PubMed | 2000万以上の文献情報(多くは概要のみ)を収録する文献データベース。主要雑誌については過去に遡って収録しつづけており、登録雑誌数は 5000 以上。
PubMed Centralは論文の全文を収録する。 |
PubChem | 2004年よりNIHが開始したプロジェクト[1]でスタートした化学物質構造のデータベース。多くの重複があるが8500万化合物が収録されている。 |
GenBank | NCBIができる以前の1982年、ロスアラモス国立研究所で開始されたDNA配列のデータベース。ここに配列を登録してIDを取得しないと論文を受理しない制度を確立したため、世界中の配列が集まった。投稿された配列は本人でないと修正・削除できないため、誤りや重複も多い。ヨーロッパ (EMBL) と日本 (遺伝研) との3極構造でデータを共有しながらサービスしている。
2011年時点で38万生物種の2億配列 (327G塩基対)が収録されている。 |
RefSeq | GenBankから人手で冗長性を排し、各遺伝子産物ごとに揃えたデータベース。
1万生物種の1300万タンパク質、200万転写産物が収録されている。 ヒトやマウスについては網羅性が高い。 |
Gene | RefSeqをさらに遺伝子領域毎にまとめたデータベース。染色体上の遺伝子位置ごとにまとめてあり、以前はLocusLinkという名前で呼ばれていた。 |
Taxonomy | 生物種の系統樹データベース。真核生物21万種、原核生物10万種が分類されている。
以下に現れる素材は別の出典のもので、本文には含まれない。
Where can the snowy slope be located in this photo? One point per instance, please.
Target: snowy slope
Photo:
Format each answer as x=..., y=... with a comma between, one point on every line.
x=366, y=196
ゲノム解析による結果と、従来の系統学による分類とのハイブリッドになっている。 |
Gene Expression Omnibus(GEO) | 遺伝子発現量を測定したマイクロアレイのデータベース。
文献リンクだけでなく、実験の概要も登録されている。 |
EMBL, EBI
欧州分子生物学研究所 (European Molecular Biology Laboratory; EMBL) は米国への頭脳流出を防ぐために1974年に設立された欧州共同体が管轄する研究所です。20ヶ国が参加し、オーストラリアとも連携しています。ここで得られたデータは欧州バイオインフォマティクス研究所 (European Bioinformatics Institute; EBI) からの公開が義務付けられています。
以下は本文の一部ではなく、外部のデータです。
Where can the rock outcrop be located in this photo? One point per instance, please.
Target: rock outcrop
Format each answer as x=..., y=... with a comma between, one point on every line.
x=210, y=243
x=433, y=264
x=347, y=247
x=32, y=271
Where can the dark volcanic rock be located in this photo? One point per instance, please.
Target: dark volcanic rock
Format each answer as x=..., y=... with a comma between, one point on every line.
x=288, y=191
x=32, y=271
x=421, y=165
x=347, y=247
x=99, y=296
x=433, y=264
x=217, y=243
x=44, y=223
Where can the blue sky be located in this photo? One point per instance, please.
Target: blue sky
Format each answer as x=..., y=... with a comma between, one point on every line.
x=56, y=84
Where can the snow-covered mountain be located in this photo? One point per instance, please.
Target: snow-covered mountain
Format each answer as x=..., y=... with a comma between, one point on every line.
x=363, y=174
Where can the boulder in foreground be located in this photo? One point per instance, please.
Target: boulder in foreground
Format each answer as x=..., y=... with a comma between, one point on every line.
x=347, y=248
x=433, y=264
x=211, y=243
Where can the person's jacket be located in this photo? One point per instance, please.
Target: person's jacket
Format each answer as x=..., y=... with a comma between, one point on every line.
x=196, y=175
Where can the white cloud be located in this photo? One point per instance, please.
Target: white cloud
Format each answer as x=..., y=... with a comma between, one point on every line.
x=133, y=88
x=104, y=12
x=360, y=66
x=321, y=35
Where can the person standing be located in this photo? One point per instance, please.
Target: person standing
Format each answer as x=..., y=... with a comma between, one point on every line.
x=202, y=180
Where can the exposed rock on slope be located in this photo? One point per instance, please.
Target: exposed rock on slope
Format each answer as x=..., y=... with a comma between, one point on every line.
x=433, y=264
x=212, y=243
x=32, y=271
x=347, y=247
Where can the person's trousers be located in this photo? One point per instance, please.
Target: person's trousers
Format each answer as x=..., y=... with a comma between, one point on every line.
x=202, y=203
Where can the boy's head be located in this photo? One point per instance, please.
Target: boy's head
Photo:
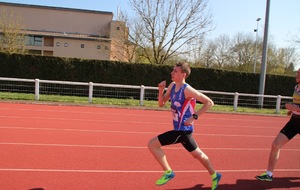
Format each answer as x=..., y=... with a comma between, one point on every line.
x=185, y=68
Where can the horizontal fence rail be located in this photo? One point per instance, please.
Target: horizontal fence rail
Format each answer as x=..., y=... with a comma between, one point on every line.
x=98, y=90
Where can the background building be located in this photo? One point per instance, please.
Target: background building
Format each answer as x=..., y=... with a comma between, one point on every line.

ChEMBL | 化合物情報、活性情報、構造情報などを文献をもとに整理した化合物データベース。類似のデータベースに、英国王立化学会 (Royal Society of Chemistry) による ChemSpider がある。2011年時点の収録化合物数は 2500 万件。 |
UniProt | タンパク質配列・機能に関する統合データベース。もともとは Swiss ProtおよびPIR (protein information resource) と呼ばれるたんぱく質配列と機能部位に関するデータベースをEMBLが引き取って継続運営したものです。人手で注釈付けをおこなうSwiss Prot, PIR情報に対してゲノムから自動処理した情報を TrEMBL という名前で公開しています。 |
Ensembl | 公共プロジェクトによるゲノム配列データをリファレンスゲノムにマッピングしたゲノムブラウザ。遺伝子の機能単位に注目した研究に向いている。BioMartを用いたデータマイニングを含め様々な機能が提供された標準ブラウザ。 |
PDB europe | Protein Data Bank は、日本の [ PDBj], 米国の BMRB と組んで3極で管理するタンパク質立体構造のデータベースです。
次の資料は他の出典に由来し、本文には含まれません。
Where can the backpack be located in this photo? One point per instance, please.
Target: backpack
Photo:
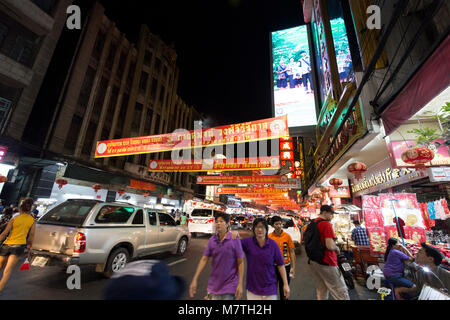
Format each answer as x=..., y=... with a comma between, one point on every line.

データは定期的にアップデートしコピーを共有しますが、各サイト毎に独自の検索機能が提供されています。現在 7万程度のタンパク質立体構造が登録されています。 |
InterPro | タンパク質のドメイン情報データベース。Psi-BLASTによってまとめたドメイン、隠れマルコフモデルによって求めたドメイン、アミノ酸モチーフなど様々な情報を提供。 |
Pfam | EBIの隣に立っているサンガー研究所が提供する、タンパク質ドメインファミリーのデータベース。隠れマルコフモデルを用いてファミリーを検出しています。 |
Rfam | 同じくサンガー研による、非コードRNAファミリーのデータベース。確率文脈自由文法を用いてファミリーを検出しています。 |
UCSC
カリフォルニア大学サンタクルーズ校はスパコンを用いたゲノム解析の拠点であり、とりわけヒトゲノム国際コンソーシアムでアセンブルを担当したJim Kentがデザインしたゲノムブラウザで有名です。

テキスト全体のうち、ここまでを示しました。